If you can point out what exactly was so egregious - something which tptacek didn't do worse in the same thread - I'll endeavour to make sure it never happens again, you have my word.
> Kindly take your gaslighting and passive aggression somewhere else
That's aggressive name-calling and flamebait.
> I'm allowed to "yell" and write how I like. I haven't taken any personal shots at anyone - unlike yourself.
That's flamewar fodder which adds no information.
> Even if shrill is "gendered" (The Google says it "hints" at gendered language, btw), *so fucking what*.
"So fucking what" is gratuitous, aggressive flamebait.
> The implication in GPs comment is that this justifies Newspeak-ification... It doesn't.
That's an on-topic statement! but a shallow one. This part could have been the kernel of a good comment if you had expanded on your argument instead of just saying "It doesn't."
> And neither does referencing less "agreeable" authors, such as Joseph Conrad.
That's fine, but again would have been much better with more information.
> I mean, wow dude. Talk about the worst possible takes.
That's more name-calling and flamebait.
I don't know how to read that comment except as exactly the sort of flamewar that we don't want on HN. And you broke the site guidelines repeatedly in other comments in that same thread:
I re-read tptacek's comments in the same thread and your comments were far, far more aggressive and flamewarrish than his. It's not close. I realize it doesn't feel this way because it always feels like the other person started it and did worse. But this is an illusion we all suffer from when we get into those sorts of conflicts. (The solution is to cultivate the habit of responding less in kind, not more; if one does that enough, it can partially correct for that bias.)
All that said, I could probably have warned you rather than banned you at that point.

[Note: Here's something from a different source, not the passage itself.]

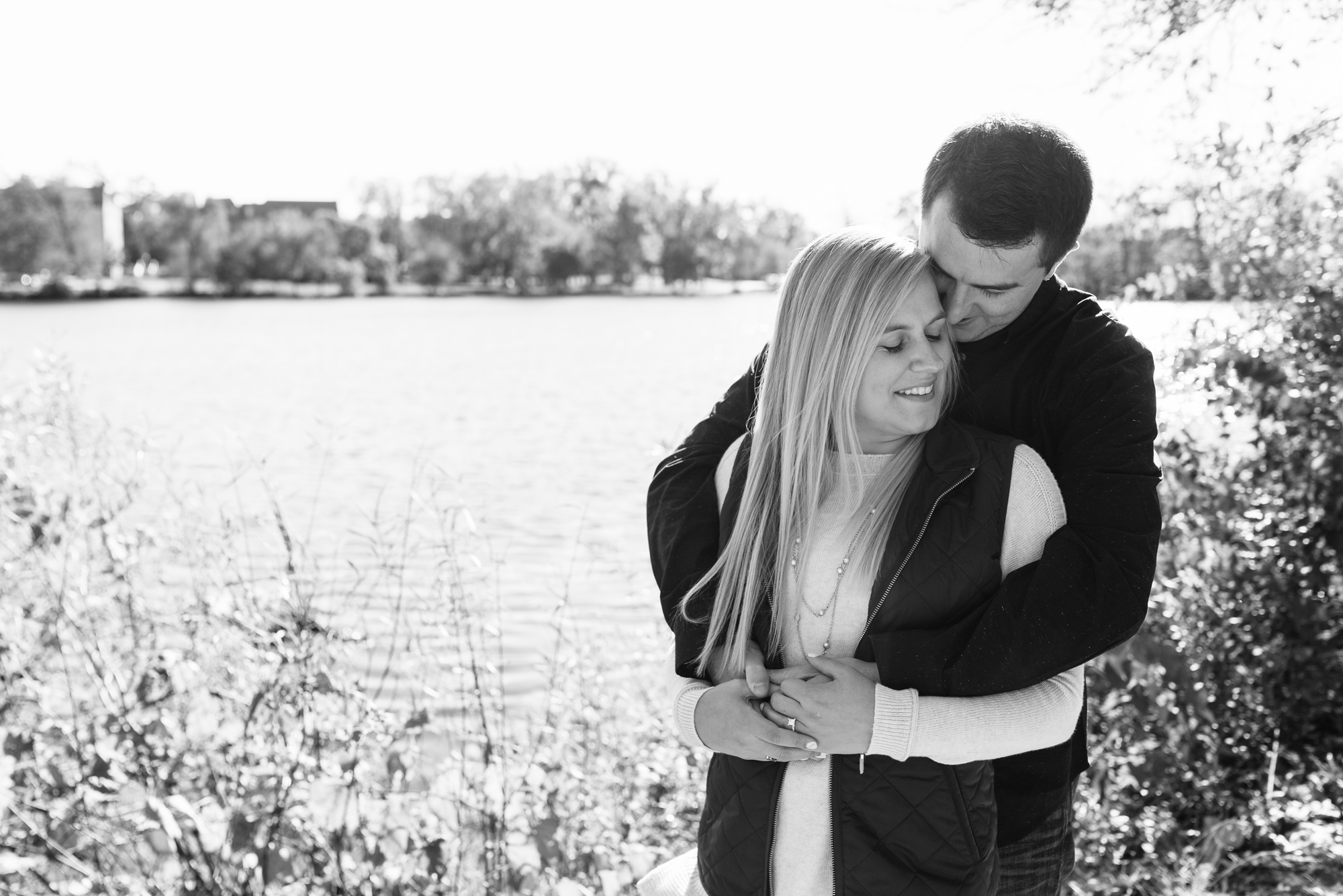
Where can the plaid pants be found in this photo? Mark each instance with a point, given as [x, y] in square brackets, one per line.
[1041, 863]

I don't understand why I wrote "we just asked you to stop" - assuming you weren't using multiple accounts to post, it's possible I simply mistook you for someone else that I had recently scolded, and if so, that could have tipped me in the direction of banning you.
If you want to commit to editing out flamebait and name-calling from your posts and not being aggressive in HN comments in the future, I'd be happy to unban you. Please make sure you're up on the guidelines at https://news.ycombinator.com/newsguidelines.html because those set the parameters of how we interpret these things.
I will commit to avoiding "flamebait" and name-calling in posts, and being, at worst, genially aggressive in HN comments.
Still, we don't come close to seeing everything and I understand the sensitivities people feel around elitism (real or perceived). If you or anyone see a post by any user that you think I would normally give a moderation scolding to, you're welcome to bring it to our attention at hn@ycombinator.com. I'll normally either post a moderation reply and thank you for bringing it to our attention; or, if not, at least let you know that I don't think it broke the guidelines badly enough to do so. And I can promise you that it's our intention to treat everyone equally.
(p.s. there are actually difficult cases of users who break the site guidelines a lot and also post a lot of valuable comments, but tptacek is nowhere near being one of those).